Experiments in pedagogy: Making history visible

This week I tried something new in my D.C. History class. The class session was focused on the early black experience in Washington, D.C., and the text for the day was a great 2016 piece from the journal Washington History, "Free Black People of Washington County, D.C: George Pointer and his Descendants." The piece works because it traces the story of one family through time, and in doing so tells us a lot about the early black experience of the city. The piece is not too long, but it's chock-full of people and events, and there's a lot to keep track of. I wanted to make sure my students got it.

So here's how I structured class. I started by drawing a timeline on the board, and dividing it into five time periods, making sure to divide up the time in such a way that there was about an equal amount of events in each period (this took a bit of time to plan out beforehand). Then I divided the class into 6 groups of about 4 students each. Each of the first five groups had to fill in the timeline with all the events that took place in their period. They had to write in blue for events related to the Pointer family, red for local events, and green for national/international events. The sixth group had to figure out the complicated Pointer family tree, and draw it on one end of the board. I walked around the room during these time, checking in with the groups as they worked.

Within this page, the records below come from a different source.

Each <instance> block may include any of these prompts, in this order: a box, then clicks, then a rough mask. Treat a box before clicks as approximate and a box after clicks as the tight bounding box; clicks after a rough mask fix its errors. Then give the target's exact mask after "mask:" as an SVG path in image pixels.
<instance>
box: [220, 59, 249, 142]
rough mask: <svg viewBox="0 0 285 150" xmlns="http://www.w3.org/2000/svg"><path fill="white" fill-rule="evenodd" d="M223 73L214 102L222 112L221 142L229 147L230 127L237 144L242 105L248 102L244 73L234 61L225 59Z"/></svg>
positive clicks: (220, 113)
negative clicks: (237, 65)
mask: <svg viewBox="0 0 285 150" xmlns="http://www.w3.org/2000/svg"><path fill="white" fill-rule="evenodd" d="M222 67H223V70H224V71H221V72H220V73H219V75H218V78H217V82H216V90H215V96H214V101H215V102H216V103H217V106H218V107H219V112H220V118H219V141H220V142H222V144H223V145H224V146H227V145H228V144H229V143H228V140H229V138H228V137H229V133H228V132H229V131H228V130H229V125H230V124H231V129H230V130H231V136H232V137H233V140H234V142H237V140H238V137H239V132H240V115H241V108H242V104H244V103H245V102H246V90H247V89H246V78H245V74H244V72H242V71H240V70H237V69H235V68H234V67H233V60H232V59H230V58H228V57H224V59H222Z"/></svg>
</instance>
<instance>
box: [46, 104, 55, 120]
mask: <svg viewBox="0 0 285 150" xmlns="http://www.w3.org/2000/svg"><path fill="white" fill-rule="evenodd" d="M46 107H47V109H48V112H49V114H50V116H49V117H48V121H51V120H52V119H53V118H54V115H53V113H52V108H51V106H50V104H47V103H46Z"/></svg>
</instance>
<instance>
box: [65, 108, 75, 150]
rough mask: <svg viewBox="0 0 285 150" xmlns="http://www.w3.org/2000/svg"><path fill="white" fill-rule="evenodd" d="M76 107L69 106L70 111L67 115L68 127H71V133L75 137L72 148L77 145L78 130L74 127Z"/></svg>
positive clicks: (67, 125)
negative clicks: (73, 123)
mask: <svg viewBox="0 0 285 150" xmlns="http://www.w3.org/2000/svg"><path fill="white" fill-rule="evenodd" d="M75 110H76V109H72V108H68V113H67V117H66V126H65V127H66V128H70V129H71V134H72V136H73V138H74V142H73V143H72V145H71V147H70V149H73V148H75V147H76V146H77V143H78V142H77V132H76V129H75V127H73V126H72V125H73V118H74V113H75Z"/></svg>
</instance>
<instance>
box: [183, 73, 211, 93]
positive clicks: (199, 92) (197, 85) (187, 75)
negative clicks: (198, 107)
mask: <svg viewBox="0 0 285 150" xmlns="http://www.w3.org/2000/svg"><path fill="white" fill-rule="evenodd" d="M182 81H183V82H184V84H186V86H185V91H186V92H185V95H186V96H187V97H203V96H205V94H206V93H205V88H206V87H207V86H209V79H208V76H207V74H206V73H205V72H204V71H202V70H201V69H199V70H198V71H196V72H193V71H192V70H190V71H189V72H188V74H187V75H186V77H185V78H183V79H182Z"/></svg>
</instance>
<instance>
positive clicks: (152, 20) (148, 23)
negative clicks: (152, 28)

When they were done completing their sections, students had to place their stickies, which are filled with their notes from the readings, on the board in an appropriate place. (At the beginning of the semester, I gave my students a course pack of all the readings, and I gave them a 100-pack of stickies. As they do each day's reading, they must jot down at least 3 things, on 3 separate stickies, that particularly interested them from the reading, or that they have questions about. They then bring those stickies with them to class, and we use them in different ways. This stickie thing is a brand-new experiment for me this semester.) If their note related to something written on the board, they placed their stickie by what was on the board. If their note had to do with a broader theme or question, they placed it above the timeline. The result looked like this:

The process of students figuring out their events and getting them up on the board took longer than I anticipated. (I think if I did this again, I'd time them or somehow try to get them to race to get their stuff up there.) Because it took so long to make the timeline, we had less time at the end for discussion of the larger themes brought up by the reading, and less time for connecting students' points, on the stickies, into the discussion. But students were really engaged in this (in large part because they were enraged and sorrowed by much of what they learned). One student told me she loved it, because it made the reading so much clearer to her. I like having students stand up and move around during class, and this required that. And I love all the different handwriting on the board, because it emphasizes that we are creating an understanding of the text collectively. Overall, this was a fun, noisy, engaged 80 minutes. If we had reserved more time (say, 20 minutes) to step back from the timeline and discuss the big questions, it would have been even better.